Installé sous un arbre, le Fils de Hapou dessinait le plan de la cour du temple.
Il excellait dans cette architecture du vide que son esprit savait prendre en considération.
Cette manière de concevoir l'espace n'arrête pas la circulation des fluides.
Espace-non-espace, ni fermé ni ouvert, légèrement en surimpression d'une réalité contaminée par des projections mentales divergentes.
Le vide coïncide au moment où la tension de la corde de l'arc se relâche pour ne pas rendre le présent insupportable plus longtemps.
Le Fils de Hapou pensait que le fictif ne supporte pas le vide qui n'empêche pas l'impossible de s'accomplir.
Le vide sans imperfection, le plus proche parent de l'invisible palpable, est fondé sur la logique de l'existant, sur la mise en rotation de ce qui n'est pas événementiel.
Le vide au centre exact du cœur JB.
Le vide, un accident générant sa propre finitude pour museler l'irréductible avant qu'il ne devienne irréversible.
Le Fils de Hapou estimait qu'il ne fallait pas penser le temple avant de le construire. Dans l'absolu, il existait déjà dans les interstices, les lieux intermédiaires où sont incrustées des divinités comme TEM qui ose avouer qu'il est et qu'il n'est pas.
Une fois construit, le temple devient fragile, soumis aux variations de pression ou à la folie destructrice des hommes qui changent de dieu comme de pagne.
L'architecte doit faire en sorte que pour les humains le temple n'existe pas. C'est une des raisons pour lesquelles en Egypte, les fidèles ne sont pas admis à pénétrer dans les temples. Les murs d'enceinte repoussent les regards et l'avidité ainsi que les lectures superficielles. L'imagination elle-même peine à s'accommoder du vide.
Avant le Rituel de fondation du temple, Houy demandait au roi qui allait officier d'être le plus volatil possible, de ne pas donner au néant des indices de sa présence. Ne régnait-il pas sur un royaume double qui, avec le temps, apparaîtrait comme un pays sorti de l'imaginaire des mythographes.

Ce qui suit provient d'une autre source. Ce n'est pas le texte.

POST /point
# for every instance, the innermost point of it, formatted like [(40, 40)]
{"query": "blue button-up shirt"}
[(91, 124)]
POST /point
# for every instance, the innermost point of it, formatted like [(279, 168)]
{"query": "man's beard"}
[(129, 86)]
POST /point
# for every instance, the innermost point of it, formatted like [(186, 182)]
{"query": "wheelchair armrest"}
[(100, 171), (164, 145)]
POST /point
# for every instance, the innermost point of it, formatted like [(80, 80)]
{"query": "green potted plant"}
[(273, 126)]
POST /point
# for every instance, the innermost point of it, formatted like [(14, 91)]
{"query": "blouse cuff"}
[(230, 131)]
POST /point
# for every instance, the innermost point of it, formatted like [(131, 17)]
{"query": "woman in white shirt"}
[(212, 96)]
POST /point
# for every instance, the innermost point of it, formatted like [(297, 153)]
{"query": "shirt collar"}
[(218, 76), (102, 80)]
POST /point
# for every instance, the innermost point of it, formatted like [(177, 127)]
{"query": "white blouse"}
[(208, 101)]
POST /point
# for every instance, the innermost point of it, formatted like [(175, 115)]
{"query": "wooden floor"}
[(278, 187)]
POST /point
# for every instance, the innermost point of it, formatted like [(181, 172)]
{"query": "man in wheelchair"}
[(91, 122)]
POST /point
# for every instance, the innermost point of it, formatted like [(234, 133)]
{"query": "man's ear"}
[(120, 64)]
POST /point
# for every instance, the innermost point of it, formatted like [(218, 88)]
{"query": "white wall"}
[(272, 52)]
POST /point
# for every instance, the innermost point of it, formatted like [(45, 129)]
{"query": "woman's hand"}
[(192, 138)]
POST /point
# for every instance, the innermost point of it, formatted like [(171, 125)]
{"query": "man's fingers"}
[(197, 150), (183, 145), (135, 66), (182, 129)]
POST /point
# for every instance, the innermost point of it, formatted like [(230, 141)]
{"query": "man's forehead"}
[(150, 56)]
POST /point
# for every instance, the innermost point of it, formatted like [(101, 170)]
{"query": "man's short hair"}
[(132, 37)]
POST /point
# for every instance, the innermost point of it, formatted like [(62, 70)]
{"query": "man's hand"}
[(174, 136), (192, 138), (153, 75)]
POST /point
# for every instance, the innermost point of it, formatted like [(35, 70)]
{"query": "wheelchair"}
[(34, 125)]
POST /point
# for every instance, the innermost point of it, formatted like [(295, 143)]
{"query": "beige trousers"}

Les ruines abandonnées sur les rives du fleuve légendaire sont des leurres qui servent de tremplins aux fantasmes ou au besoin d'ajustements avec un monde dont nous sommes aujourd'hui incapables d'appréhender la réalité. Rien n'est plus éloigné du réel que le vide dont les changements ne sont pas sans importance. Le vide à l'identité en devenir, dans un contexte qui lui fournit l'occasion d'emprunter toutes les lignes de fuite.
Houy avait l'art de semer le doute dans l'esprit du roi ou celui des pontifes dirigeant les cités sacerdotales. Comment pouvaient-ils comprendre qu'ils évoluaient dans le vide ?
Sans se lasser, il leur disait : Tout ira bien tant que vous resterez insaisissables en occultant les moments de transition entre l'être et le non-être. Vous n'avez rien à expliquer, rien à prouver, vous êtes l'actualité très provisoire du vide qui structure et déstructure le temple.
N'oubliez pas, le mot HOTEP signifie à la fois vide et plénitude. Il transforme le mental en spirituel, expurge le trop plein mortifère.
Quand le roi traversa la cour pour la première fois, il se divinisa.